Et il reprit sa course, après l'avoir baisée sur les joues comme un fou. Dans le magasin, des employés s'étonnaient.

Cette nuit-là, Denise dormit d'un mauvais sommeil. Depuis son entrée au Bonheur des Dames, l'argent était son cruel souci. Elle restait toujours au pair, sans appointements fixes; et, comme ces demoiselles du rayon l'empêchaient de vendre, elle arrivait tout juste à payer la pension de Pépé, grâce aux clientes sans conséquence qu'on lui abandonnait. C'était pour elle une misère noire, la misère en robe de soie. Souvent elle devait passer la nuit, elle entretenait son mince trousseau, reprisant son linge, raccommodant ses chemises comme de la dentelle; sans compter qu'elle avait posé des pièces à ses souliers, aussi adroitement qu'un cordonnier aurait pu le faire. Elle risquait des lessives dans sa cuvette. Mais sa vieille robe de laine l'inquiétait surtout; elle n'en avait pas d'autre, elle était forcée de la remettre chaque soir, quand elle quittait la soie d'uniforme, ce qui l'usait terriblement; une tache lui donnait la fièvre, le moindre accroc devenait une catastrophe. Et rien à elle, pas un sou, pas de quoi acheter les menus objets dont une femme a besoin; elle avait dû attendre quinze jours pour renouveler sa provision de fil et d'aiguilles. Aussi étaient-ce des désastres, lorsque Jean, avec ses histoires d'amour, tombait tout d'un coup et saccageait le budget. Une pièce de vingt sous emportée creusait un gouffre. Quant à trouver dix francs le lendemain, il ne fallait pas y songer un instant. Jusqu'au petit jour, elle eut des cauchemars, Pépé jeté à la rue, tandis qu'elle retournait les pavés de ses doigts meurtris, pour voir s'il n'y avait pas de l'argent dessous.

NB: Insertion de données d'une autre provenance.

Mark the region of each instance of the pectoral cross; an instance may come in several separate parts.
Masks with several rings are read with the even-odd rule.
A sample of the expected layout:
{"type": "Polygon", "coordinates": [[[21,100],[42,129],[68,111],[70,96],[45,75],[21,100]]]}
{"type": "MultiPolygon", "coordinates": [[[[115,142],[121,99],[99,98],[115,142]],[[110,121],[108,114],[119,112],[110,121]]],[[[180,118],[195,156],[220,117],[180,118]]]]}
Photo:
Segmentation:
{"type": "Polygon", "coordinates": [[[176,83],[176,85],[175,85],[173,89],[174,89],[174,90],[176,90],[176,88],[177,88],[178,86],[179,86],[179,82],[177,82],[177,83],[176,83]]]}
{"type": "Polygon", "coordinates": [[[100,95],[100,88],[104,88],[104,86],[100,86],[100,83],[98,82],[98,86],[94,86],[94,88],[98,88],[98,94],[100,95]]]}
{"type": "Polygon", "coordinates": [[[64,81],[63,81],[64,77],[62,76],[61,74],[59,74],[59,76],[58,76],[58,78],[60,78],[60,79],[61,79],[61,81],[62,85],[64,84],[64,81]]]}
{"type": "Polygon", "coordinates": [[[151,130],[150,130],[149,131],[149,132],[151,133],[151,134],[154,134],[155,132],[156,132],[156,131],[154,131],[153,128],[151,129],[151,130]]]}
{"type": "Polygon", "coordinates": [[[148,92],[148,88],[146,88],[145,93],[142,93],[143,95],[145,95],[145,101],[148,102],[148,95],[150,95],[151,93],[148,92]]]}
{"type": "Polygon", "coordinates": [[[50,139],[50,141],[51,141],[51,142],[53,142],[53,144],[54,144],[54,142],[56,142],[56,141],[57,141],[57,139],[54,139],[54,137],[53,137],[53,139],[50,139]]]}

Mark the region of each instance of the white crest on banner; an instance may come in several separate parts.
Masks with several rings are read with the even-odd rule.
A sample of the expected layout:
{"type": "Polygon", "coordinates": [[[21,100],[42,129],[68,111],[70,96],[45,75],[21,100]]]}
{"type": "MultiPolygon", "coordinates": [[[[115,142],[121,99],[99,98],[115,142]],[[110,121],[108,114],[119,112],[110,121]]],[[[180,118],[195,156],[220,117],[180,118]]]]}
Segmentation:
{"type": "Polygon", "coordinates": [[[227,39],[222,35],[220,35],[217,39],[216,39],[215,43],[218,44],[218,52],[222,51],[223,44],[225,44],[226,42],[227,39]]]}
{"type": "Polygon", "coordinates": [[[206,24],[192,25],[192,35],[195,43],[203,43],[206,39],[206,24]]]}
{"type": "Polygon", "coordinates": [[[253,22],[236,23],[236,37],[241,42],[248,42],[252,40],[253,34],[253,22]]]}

Le lendemain, justement, elle eut à sourire, à jouer son rôle de fille bien mise. Des clientes connues vinrent au rayon, Mme Aurélie l'appela plusieurs fois, lui jeta sur les épaules des manteaux, afin qu'elle en fit valoir les coupes nouvelles. Et, tandis qu'elle se cambrait, avec des grâces imposées de gravures de mode, elle songeait aux quarante francs de la pension de Pépé, qu'elle avait promis de payer le soir. Elle se passerait bien encore de bottines, ce mois-là; mais, en joignant même aux trente francs qui lui restaient, les quatre francs mis de côté sou à sou, cela ne lui ferait jamais que trente-quatre francs; et, où prendrait-elle six francs pour compléter la somme? C'était une angoisse dont son coeur défaillait.

— Remarquez, les épaules sont libres, disait Mme Aurélie. C'est très distingué et très commode… Mademoiselle peut croiser les bras.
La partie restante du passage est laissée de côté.